Building Services & Facilities Management
- Joan Oliver – Susan, Facilities Manager
- Susan Earl – Janet, Facilities Assistant

Shop Floor
- Sue Vincent – Helen, Bakery Manager
- Bruce McGregor – Greg, Fish Manager
- Richard Fleeshman – Gillon, Bakery Customer Service Assistant

The departments named above are the main departments focused on but other departments are mentioned or featured on presentations. They include:
- Contracts
- Sourcing
- IT
- Design
- Property
- International Sales
- National Sales

== Butterworths Group PLC ==
Butterworths Head Office

The Head Office is arranged into a North Wing and a South Wing on all floors above the Lower Ground Floor.
- Lower Ground: Canteen, Building Services/Property/Facilities Management & Sourcing
- Ground Floor: Marketing (South) Meeting Area (North) & Reception/Security in Centre
- First Floor: Human Resources (South) Contracts (North)
- Second Floor: International Sales (South) Finance & Chief Executive's Office (North)
- Third Floor: National Sales (South) Design (North)
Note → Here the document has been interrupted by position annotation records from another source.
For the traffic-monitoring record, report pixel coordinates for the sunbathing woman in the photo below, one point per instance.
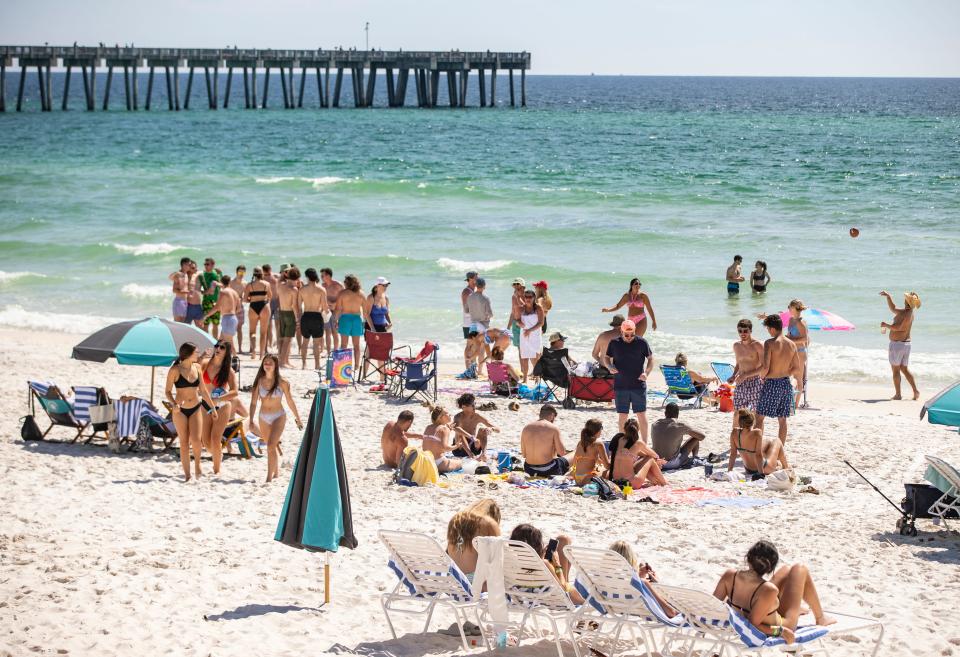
(638, 306)
(773, 606)
(218, 376)
(185, 390)
(258, 294)
(760, 455)
(632, 460)
(590, 458)
(269, 388)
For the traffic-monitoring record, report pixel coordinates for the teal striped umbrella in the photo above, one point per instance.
(150, 342)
Other Services than Retail are Insurance Sales. Each department is managed by a Department Head and each department head has a personal assistant

== Episodes ==
1. Episode 1 (13 July 2009)
2. Episode 2 (20 July 2009)
3. Episode 3 (27 July 2009)
4. Episode 4 (3 August 2009)
5. Episode 5 (10 August 2009)
6. Episode 6 (17 August 2009)
7. Episode 7 (24 August 2009)

== Broadcast and reception ==
The show did not receive good reviews. Tim Walker of The Independent stated that the shows rival in the same timeslot, BBC One show The Street was "a darn sight more interesting than watching Fay Ripley walk into doors". Walker said that the show was filled with shots of Leeds, saying that the show was purely "advertising it as an attractive nightlife destination" or "to prove beyond doubt that ITV was fulfilling its obligations to the regions." (something that may have been fitting with ITV mothballing many parts of its Leeds Studios the same year). Sam Wollaston of The Guardian also criticised the show saying that it was "lame and laboured, tired and predictable".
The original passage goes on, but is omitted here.